Les bennes « encombrants » ne doivent contenir que des encombrants. Pourtant, de nombreux matériaux recyclables s’y trouvent.
Mardi 30 mai, le Smirgeomes, le syndicat mixte en charge de la collecte et du tri des ordures ménagères, s’est prêté à une drôle d’expérience : regarder à l’intérieur d’une benne dite d’encombrants. Une première qui se fixait deux objectifs.
Le premier, peut-être le plus important, identifier le contenu, ce que les responsables nomment le gisement, afin de penser les valorisations de demain.
Concrètement, sur place, les deux bennes utilisaient pour l’exercice ont révélé la présence de nombreuses pièces de polystyrène et des plaques de plâtre. Des matériaux qui pourraient, selon le directeur de la structure Vincent Veron, être recyclés, reste à mettre en place un parcours pour leur recyclage.
Eco-participation
Il en va de même pour les matelas, bête noire des sites d’enfouissement. «¼D’ici 2012, une filière va se mettre en place¼» indiquait-il. Tout comme pour l’électroménager, une éco-participation pourrait être appliquée. Cela voudrait dire que sur l’ensemble des 14 déchetteries que compte le territoire du Smirgeomes, de nouvelles bennes voient, à terme, le jour. Les usagers seront donc amenés à collaborer en déposant ces déchets dans le bon emplacement.

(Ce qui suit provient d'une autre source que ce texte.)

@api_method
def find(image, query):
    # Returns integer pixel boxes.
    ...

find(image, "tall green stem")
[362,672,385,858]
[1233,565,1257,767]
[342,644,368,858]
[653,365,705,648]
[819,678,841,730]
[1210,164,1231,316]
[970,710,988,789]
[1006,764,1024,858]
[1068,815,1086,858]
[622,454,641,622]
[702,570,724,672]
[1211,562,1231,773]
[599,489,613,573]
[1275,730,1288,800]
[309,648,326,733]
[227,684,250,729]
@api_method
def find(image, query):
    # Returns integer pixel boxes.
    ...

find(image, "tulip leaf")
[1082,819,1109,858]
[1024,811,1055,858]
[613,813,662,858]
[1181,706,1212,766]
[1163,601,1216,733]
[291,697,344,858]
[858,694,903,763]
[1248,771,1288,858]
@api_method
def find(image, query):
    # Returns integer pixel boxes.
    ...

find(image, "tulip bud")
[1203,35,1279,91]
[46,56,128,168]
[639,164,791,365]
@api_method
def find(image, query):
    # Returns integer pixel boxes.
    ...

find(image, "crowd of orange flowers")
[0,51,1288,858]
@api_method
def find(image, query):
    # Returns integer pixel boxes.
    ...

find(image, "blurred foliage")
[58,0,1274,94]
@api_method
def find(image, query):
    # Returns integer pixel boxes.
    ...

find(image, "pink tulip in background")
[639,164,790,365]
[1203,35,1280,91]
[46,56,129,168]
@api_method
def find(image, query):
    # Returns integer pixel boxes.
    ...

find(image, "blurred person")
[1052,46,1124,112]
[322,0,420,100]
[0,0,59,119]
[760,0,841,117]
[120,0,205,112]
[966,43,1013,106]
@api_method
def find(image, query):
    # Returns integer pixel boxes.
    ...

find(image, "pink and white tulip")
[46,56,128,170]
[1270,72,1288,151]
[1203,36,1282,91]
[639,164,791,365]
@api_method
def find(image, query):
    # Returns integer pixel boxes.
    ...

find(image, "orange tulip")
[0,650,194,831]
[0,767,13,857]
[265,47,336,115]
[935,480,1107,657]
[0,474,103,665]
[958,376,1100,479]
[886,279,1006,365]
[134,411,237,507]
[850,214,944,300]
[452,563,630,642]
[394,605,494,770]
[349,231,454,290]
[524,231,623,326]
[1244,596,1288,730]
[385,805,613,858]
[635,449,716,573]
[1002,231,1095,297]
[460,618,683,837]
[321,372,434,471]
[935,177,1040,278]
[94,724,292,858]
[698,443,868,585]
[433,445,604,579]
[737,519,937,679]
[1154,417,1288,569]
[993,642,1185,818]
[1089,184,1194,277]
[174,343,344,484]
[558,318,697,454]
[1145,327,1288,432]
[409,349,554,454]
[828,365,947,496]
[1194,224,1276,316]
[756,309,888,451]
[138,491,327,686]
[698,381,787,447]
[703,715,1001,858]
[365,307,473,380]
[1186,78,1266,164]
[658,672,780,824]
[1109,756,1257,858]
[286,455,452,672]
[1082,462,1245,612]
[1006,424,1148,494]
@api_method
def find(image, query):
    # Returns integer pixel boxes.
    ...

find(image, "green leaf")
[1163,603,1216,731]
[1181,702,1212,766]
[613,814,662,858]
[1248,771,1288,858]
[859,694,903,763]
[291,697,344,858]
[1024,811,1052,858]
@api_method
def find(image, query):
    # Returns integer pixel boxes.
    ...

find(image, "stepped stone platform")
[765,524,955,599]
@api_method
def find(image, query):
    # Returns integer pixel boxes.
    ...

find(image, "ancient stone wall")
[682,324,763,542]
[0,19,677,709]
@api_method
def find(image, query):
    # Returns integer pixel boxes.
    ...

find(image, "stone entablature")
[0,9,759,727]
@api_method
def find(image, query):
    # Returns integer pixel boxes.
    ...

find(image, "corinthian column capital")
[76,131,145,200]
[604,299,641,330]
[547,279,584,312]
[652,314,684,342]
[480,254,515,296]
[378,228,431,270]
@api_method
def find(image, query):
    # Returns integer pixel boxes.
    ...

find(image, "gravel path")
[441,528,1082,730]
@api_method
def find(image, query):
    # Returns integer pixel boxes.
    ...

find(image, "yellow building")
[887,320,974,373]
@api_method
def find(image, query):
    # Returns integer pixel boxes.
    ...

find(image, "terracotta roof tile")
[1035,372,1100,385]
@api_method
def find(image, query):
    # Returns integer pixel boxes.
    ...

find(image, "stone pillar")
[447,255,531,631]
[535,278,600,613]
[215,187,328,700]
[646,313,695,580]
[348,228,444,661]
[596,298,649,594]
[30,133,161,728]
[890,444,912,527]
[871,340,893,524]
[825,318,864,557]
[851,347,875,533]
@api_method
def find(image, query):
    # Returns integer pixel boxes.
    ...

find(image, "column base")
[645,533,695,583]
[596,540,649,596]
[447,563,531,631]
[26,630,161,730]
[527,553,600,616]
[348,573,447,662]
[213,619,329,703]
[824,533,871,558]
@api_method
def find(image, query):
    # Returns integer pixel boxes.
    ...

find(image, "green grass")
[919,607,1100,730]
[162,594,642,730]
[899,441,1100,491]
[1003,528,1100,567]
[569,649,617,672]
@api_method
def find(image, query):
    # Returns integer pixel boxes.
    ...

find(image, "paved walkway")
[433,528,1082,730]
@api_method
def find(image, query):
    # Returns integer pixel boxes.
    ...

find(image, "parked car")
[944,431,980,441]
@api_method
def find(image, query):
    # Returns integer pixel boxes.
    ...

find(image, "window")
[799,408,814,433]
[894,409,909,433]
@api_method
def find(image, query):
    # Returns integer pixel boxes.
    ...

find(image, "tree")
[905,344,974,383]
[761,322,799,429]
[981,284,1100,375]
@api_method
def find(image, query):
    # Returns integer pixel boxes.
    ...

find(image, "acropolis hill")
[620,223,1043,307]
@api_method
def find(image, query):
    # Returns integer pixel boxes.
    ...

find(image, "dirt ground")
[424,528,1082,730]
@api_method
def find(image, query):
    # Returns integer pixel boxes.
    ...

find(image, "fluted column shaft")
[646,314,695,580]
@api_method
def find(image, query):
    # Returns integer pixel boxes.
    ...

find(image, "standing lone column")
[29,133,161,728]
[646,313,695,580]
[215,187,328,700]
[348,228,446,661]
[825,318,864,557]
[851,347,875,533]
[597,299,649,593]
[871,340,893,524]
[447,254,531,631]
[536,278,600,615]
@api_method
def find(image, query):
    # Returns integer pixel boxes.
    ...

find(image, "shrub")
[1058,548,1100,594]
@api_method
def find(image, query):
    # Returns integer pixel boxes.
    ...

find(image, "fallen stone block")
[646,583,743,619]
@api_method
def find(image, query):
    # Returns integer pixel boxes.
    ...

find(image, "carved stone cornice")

Le deuxième objectif de l’expérience était justement de constater ou non le bon respect des règles par ces derniers.
Le constat est peu réjouissant. Alors que ces deux bennes ne devaient être remplies que de déchets qui ne peuvent être aujourd’hui recyclés, les responsables ont eu la désagréable “surprise” d’apercevoir des bouts de ferrailles, des vêtements… et même des ordures ménagères.
Plus de sacs
Cette expérience, qualifiée de caractérisation, devrait être renouvelée. Si ces comportements persistent, la direction du Smirgeomes estime : « Pour ces bennes, nous serons peut-être obligés de refuser les sacs poubelles fermés ». Ne pouvant voir ce qui s’y cachent, les responsables de déchetterie pourront s’appuyer sur le règlement pour refuser ces dépôts.
Mais l’heure de l’interdiction n’est pas encore arrivée. « S’il y avait un message à faire passer aux usagers quant à cette opération, ce serait surtout concernant les textiles. Cette filière est bien identifiée et pourtant nous avons retrouvé de nombreux vêtements et chaussures. Tout ce qui est textile, qui se porte peut être recyclé » concluait le directeur en espérant être entendu.